El marco legal principal es el Real Decreto 390/2021, que endurece las exigencias de certificación. En el ámbito autonómico, el registro se gestiona a través del Ente Regional de la Energía de Castilla y León (EREN), dependiente de la Consejería de Economía y Hacienda. Tras la inspección al inmueble y la firma del técnico, el certificado debe ser depositado en este registro para que tenga validez legal y se emita la etiqueta energética oficial. Este documento tiene una validez máxima de 10 años, excepto cuando la calificación es G, en cuyo caso la validez se reduce a 5 años, obligando a una renovación más frecuente para incentivar la mejora del parque edificado.
No disponer del certificado energético para anunciar una vivienda en Cigudosa conlleva sanciones económicas importantes según la Ley 8/2013 de rehabilitación urbana.
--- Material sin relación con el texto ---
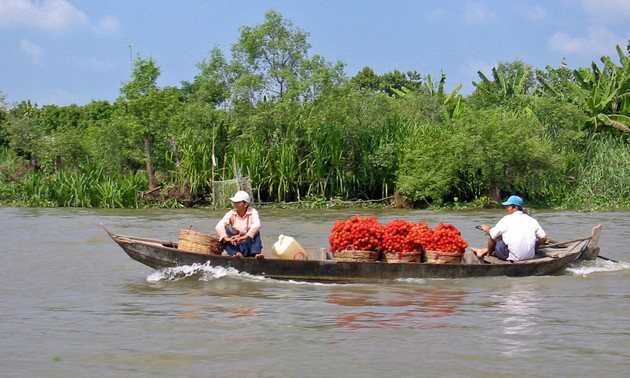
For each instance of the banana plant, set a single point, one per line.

Las infracciones leves, como no mencionar la calificación en portales inmobiliarios como Idealista o Fotocasa, pueden suponer multas de 300€ a 600€. Las infracciones graves o muy graves, como falsear el resultado o vender sin entregar el certificado original al comprador, pueden alcanzar los 6.000€. Además de la multa, la ausencia del CEE puede paralizar la venta en notaría o permitir que el inquilino rescinda el contrato de alquiler por incumplimiento de los requisitos informativos obligatorios.